Dans cette perspective, nous souhaitons rallier à cette cause des investisseurs socialement motivés dans le cadre d'un fonds innovant et attirer l'attention d'entreprises porteuses de projets dans lesquels nous pourrons investir en tant qu'actionnaire minoritaire.
Nous ferons appel à des investisseurs institutionnels ou privés, de la catégorie des high net worth individuals (individus à fort potentiel économique), qui aimeraient combiner esprit de solidarité et esprit d'entreprise, en développant des entreprises efficaces et rentables, mais dont la mesure du succès sera la création de valeur sociale pour les plus pauvres et non pas la création de valeur pour les actionnaires.
Jean-Luc Perron, délégué général de la Fondation Grameen Crédit Agricole depuis 2008.
La réputation du microcrédit a pâti des suicides, survenus en Inde entre 1998 et 2010, de personnes pauvres surendettées car harcelées par les organismes de microcrédit. Comment se protéger contre ces dérives ?
Nous effectuons systématiquement une double analyse sur les IMF que nous finançons : une analyse financière d'une part et une analyse de la performance sociale d'autre part.
Pour ce deuxième volet, nous collaborons avec le bureau d'étude spécialisée français Cerise, qui a mis au point un outil de mesure de la performance sociale nommé SPI (social performance indicator). Nous faisons nous-mêmes, sur place, ce contrôle qui consiste à répondre à des questions telles que : cette IMF agit-elle conformément à sa mission sociale ? Quel est le montant moyen de ses crédits ? Quelles sont ses méthodes de recouvrement ?, etc.

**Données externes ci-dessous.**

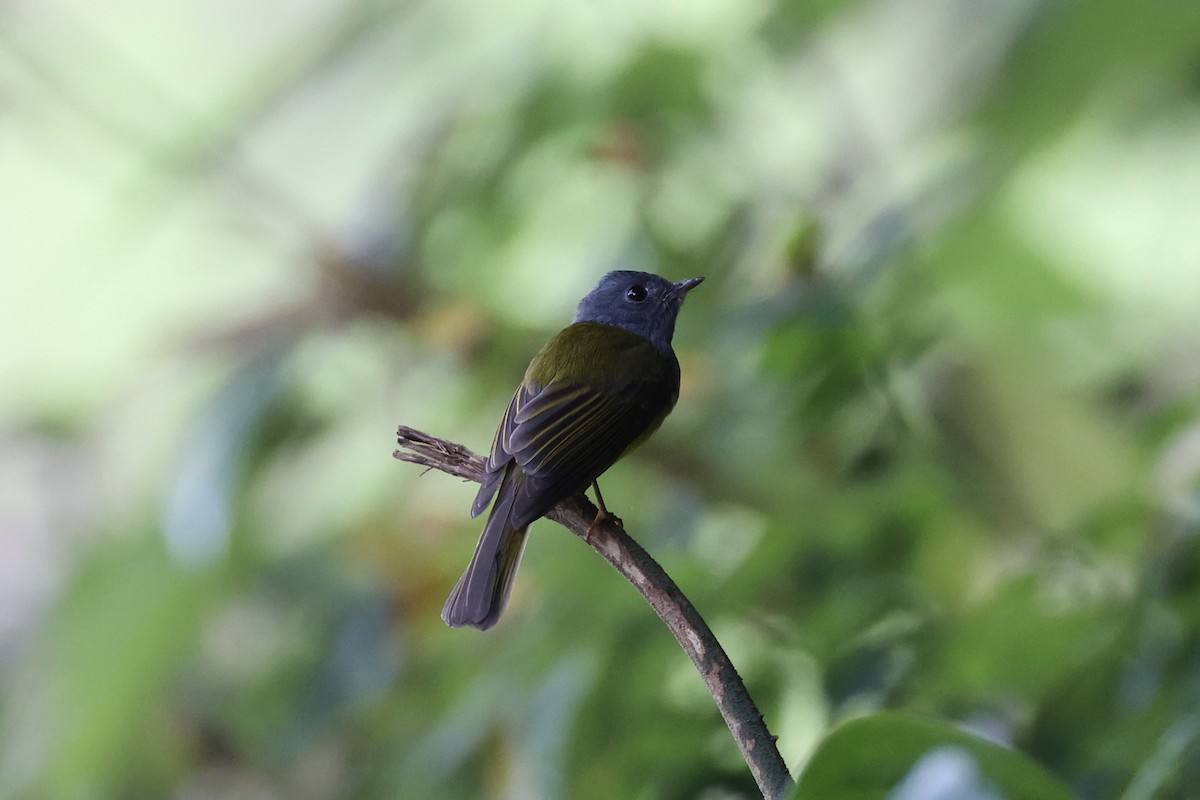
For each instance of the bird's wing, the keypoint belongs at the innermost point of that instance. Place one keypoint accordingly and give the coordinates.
(564, 435)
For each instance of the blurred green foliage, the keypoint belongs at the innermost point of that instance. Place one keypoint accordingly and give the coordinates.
(935, 468)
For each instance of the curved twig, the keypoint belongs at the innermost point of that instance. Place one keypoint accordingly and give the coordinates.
(689, 629)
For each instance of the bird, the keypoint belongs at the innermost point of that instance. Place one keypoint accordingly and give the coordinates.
(595, 391)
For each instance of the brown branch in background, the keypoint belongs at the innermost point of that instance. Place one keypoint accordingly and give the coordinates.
(669, 602)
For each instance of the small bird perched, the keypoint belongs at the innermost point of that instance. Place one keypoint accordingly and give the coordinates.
(595, 391)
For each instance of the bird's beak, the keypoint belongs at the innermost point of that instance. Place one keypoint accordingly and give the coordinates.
(681, 289)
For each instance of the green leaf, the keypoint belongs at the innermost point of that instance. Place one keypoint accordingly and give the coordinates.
(901, 756)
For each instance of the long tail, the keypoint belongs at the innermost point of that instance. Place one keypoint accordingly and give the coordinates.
(483, 590)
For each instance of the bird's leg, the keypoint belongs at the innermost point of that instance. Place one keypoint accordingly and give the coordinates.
(601, 513)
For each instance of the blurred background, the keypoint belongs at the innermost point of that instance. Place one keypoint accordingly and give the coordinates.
(937, 447)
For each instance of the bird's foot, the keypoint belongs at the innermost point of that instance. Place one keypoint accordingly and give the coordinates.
(601, 517)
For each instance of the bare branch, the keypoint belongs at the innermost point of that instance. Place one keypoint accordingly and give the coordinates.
(689, 629)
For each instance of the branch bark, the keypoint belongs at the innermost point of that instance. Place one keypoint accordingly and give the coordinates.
(689, 629)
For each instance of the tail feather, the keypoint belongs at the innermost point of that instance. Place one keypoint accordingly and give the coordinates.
(481, 593)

Sur un plan plus général, nous luttons contre ces dérives en participant au forum de réflexion Convergences 2015, qui rassemble les principaux acteurs de la microfinance. Il a lancé, en mai, l'« Appel de Paris pour une microfinance responsable ». Cet appel les convie à s'accorder sur un corps de règles et de principes qui définiraient ce qu'est une microfinance responsable au service des plus pauvres.